Your first payment will always be a paper check. You may receive subsequent payments by debit card or direct deposit to your checking or savings account, depending on which method you chose when you first applied for benefits.
When you set up direct deposit, your benefits won’t be paid out until your bank verifies your account, which takes nine business days, according to the DUA. You’ll need to continue requesting benefits and certifying your eligibility every week while waiting for payment, either by phone or online.

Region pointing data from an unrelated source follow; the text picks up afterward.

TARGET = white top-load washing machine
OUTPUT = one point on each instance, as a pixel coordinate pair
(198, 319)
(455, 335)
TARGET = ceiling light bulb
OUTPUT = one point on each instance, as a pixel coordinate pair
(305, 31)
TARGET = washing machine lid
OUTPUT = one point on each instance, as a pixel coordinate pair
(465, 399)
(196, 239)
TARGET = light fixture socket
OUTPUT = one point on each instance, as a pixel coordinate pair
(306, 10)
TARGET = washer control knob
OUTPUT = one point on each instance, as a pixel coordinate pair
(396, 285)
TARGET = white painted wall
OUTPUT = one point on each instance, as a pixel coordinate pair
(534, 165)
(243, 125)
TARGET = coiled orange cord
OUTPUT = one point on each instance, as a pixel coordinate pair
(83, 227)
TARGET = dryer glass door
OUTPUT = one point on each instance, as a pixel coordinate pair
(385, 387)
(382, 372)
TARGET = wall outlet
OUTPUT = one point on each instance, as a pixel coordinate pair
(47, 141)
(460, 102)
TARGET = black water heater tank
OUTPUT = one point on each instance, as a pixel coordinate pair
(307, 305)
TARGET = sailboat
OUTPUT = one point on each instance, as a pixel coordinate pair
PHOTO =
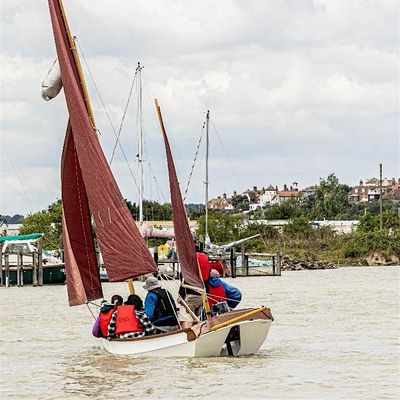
(94, 206)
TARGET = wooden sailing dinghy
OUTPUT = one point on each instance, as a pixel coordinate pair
(90, 194)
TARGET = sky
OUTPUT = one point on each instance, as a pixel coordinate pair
(296, 90)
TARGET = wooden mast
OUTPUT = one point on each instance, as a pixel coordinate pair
(82, 82)
(207, 238)
(77, 63)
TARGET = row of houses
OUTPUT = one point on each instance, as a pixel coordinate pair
(370, 190)
(260, 198)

If you don’t choose direct deposit, you’ll receive your payments on a DUA Debit Mastercard issued by Bank of America. There’s no fee to use the debit card for purchases or to withdraw cash from Bank of America or Allpoint ATMs (though there may be fees for using other ATMs).
When do my benefits end?
Unless they’re extended because of some sort of economic crisis, you may receive unemployment benefits for up to 30 weeks — though many people will reach their maximum benefit amount before those 30 weeks are up. In a typical situation, you can calculate the length of benefits by dividing these two numbers:
- Your maximum benefit credit — The lesser of 30 times your weekly benefit amount or 36% of your total wages during your base period
- Your weekly benefit amount — Average weekly benefit of your top two quarters
Let’s return to our original example, where we calculated the weekly benefit out to $362. Here’s how to calculate your maximum benefit credit. First, we’ll calculate the lesser of 30 times your weekly benefit amount or 36% of your total wages during your base period.
30 times weekly benefit
30 x $362 = $10,869
36% of total wages
$7,800 + $7,800 + $8,840 + 10,000 = $34,400
$34,400 x .36 = $12,384
In this example, you would choose the first option because it’s the smaller amount. Now you can divide your maximum benefit credit ($10,869) by your weekly benefit ($362).
$10,869 maximum benefit credit / $362 = 30 weeks
What if my claim is rejected?
After responding to the DUA’s questionnaire, you’ll receive a “non-monetary determination,” which includes the acceptance or rejection of unemployment benefits. If your application is rejected, you have 10 calendar days to file an appeal through this form. After the DUA receives your appeal, you’ll have the opportunity for a hearing. You’ll receive a written decision from the review examiner within two to four weeks of the hearing.
Massachusetts’ unemployment insurance program may offer relief as you are navigating the financial impact of the coronavirus pandemic. But before applying, take some time to understand how much you may receive — and how long the unemployment benefits may last.
How has COVID-19 affected Massachusetts unemployment benefits?
In response to the coronavirus pandemic, Massachusetts has waived the one-week waiting period for receiving benefits. Here are some other updates.
- You may qualify for an extra $600 per week as part of Federal Pandemic Unemployment Compensation program created by the federal Coronavirus Aid, Relief and Economic Security Act. If so, you will automatically receive $600 more once you begin receiving Massachusetts unemployment benefits. Keep in mind that this $600 weekly benefit is set to expire on July 31, 2020.
- You may also be eligible for up to 39 weeks of unemployment benefits through this program.
- In addition, self-employed workers, independent contractors, gig economy workers, and others who otherwise wouldn’t qualify may now be eligible for unemployment benefits.